Antavo
- Type: Loyalty program software
- Headquarters: London, England
- Website: antavo.com

= Antavo =

Loyalty program technology provider

Antavo is a Hungarian company marketing an AI-powered B2B loyalty platform to help companies develop and manage loyalty programs. It was founded in 2012 by Hungarian entrepreneurs Attila Kecsmár, Zsuzsa Kecsmár and Gábor Csarnai. Headquartered in London, its research base is in Szeged, Hungary.

== History ==
Antavo was founded in 2012 by Attila Kecsmár, Zsuzsa Kecsmár and Gábor Csarnai with initial investors including Seedcamp. Antavo initially built software to enable companies to run promotional campaigns. The company eventually pivoted to focus on loyalty programs, winning an award for an early campaign it ran for the luxury fashion company Luisaviaroma.

In 2022, it raised a series A funding round of €10 million. Its deck highlighted its no-code solutions for brands seeking accessible loyalty technology. In October 2024, Antavo gained attention for releasing an "AI avatar" based on an employee, intended to assist clients utilizing its software. According to Entrepreneur in February 2025, the company is balancing growth with stability in preparation for a series B.

== Product ==
The company's primary offering is an API-based “AI Loyalty Cloud” software, which allows no-code building and management of loyalty programs.
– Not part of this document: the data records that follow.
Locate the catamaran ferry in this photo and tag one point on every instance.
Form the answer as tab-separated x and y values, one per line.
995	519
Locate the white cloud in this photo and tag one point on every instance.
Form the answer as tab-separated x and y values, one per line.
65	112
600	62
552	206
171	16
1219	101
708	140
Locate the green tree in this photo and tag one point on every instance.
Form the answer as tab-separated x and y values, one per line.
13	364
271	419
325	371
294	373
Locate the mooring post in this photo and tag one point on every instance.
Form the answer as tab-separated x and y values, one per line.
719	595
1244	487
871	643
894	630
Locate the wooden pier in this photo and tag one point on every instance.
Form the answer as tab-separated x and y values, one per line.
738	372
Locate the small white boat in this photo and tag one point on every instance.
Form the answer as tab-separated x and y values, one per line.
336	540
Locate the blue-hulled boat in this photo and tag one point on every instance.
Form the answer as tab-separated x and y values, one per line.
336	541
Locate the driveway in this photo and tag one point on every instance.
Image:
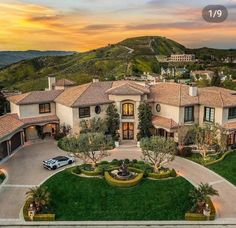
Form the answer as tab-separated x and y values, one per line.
25	170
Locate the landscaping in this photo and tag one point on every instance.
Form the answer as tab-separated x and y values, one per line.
226	168
88	199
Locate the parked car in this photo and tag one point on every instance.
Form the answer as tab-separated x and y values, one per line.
57	162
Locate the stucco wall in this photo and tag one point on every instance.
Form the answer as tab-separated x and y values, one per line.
218	115
76	119
167	111
27	111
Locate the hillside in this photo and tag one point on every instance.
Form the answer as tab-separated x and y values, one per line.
131	56
9	57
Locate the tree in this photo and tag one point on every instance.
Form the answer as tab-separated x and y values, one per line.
40	197
145	120
199	196
158	151
112	120
90	147
186	135
93	125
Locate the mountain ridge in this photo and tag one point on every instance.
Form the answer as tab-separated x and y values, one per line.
128	57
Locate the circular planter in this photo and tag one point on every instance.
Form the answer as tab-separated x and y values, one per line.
123	183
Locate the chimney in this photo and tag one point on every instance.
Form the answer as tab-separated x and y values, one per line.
95	79
51	82
193	90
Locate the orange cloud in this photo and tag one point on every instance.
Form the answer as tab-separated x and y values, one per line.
31	26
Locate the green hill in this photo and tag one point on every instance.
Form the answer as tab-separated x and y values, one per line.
131	56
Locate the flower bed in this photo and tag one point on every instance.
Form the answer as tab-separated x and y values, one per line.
162	175
189	216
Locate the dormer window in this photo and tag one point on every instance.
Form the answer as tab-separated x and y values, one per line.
44	108
84	112
209	114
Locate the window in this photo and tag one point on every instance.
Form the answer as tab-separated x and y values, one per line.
128	109
232	113
84	112
97	109
44	108
189	114
209	114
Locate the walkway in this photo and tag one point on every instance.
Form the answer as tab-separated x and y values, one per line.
25	170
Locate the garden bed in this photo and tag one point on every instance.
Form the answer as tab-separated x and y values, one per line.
76	198
190	216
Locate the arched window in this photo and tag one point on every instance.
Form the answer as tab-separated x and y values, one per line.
128	109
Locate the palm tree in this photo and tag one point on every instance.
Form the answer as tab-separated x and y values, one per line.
40	196
199	196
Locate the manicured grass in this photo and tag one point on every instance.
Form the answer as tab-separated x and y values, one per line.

The platform powers rewards programs for major global corporations and brands including Brightline's Brightline Rewards, Rip Curl, KFC, BMW, Scandic Hotels, Yeo Valley, Whittard of Chelsea, and Flying Tiger Copenhagen.
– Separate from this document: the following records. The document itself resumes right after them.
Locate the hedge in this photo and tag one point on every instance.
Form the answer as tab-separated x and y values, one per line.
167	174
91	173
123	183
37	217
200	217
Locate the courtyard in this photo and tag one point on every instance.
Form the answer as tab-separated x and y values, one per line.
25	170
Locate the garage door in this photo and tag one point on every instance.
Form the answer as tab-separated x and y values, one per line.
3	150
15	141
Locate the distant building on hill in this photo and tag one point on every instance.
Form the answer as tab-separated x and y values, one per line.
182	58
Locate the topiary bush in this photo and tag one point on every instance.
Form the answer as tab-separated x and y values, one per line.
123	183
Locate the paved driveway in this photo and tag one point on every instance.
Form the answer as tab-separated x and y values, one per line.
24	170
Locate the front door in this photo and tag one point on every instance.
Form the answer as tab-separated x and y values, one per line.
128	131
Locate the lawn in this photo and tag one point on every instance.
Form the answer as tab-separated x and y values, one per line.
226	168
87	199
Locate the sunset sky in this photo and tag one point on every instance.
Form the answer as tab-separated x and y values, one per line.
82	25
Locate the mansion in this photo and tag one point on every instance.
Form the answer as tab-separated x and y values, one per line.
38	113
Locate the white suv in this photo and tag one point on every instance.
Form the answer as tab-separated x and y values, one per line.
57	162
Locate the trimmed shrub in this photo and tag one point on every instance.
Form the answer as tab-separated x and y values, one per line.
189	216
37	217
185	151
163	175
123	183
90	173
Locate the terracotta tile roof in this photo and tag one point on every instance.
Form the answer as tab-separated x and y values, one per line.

Antavo publishes their annual Global Customer Loyalty Report that surveys 10k consumers and 2.5k marketers annually, presenting industry trends in loyalty.

=== Awards ===
In May 2024. Antavo Co-founder Zsuzsa Kecsmár won the "Personality of the Year" at the International Loyalty Awards in Dubai, recognizing her role in making Antavo "the world's leading loyalty program technology provider." The company also holds a number of distinctions from technology analysts and review platforms. It is included in Gartner's Market Guide as a Representative Vendor for Loyalty Program Vendors and in Forrester's The Loyalty Platforms Landscape, Q3 2025 report.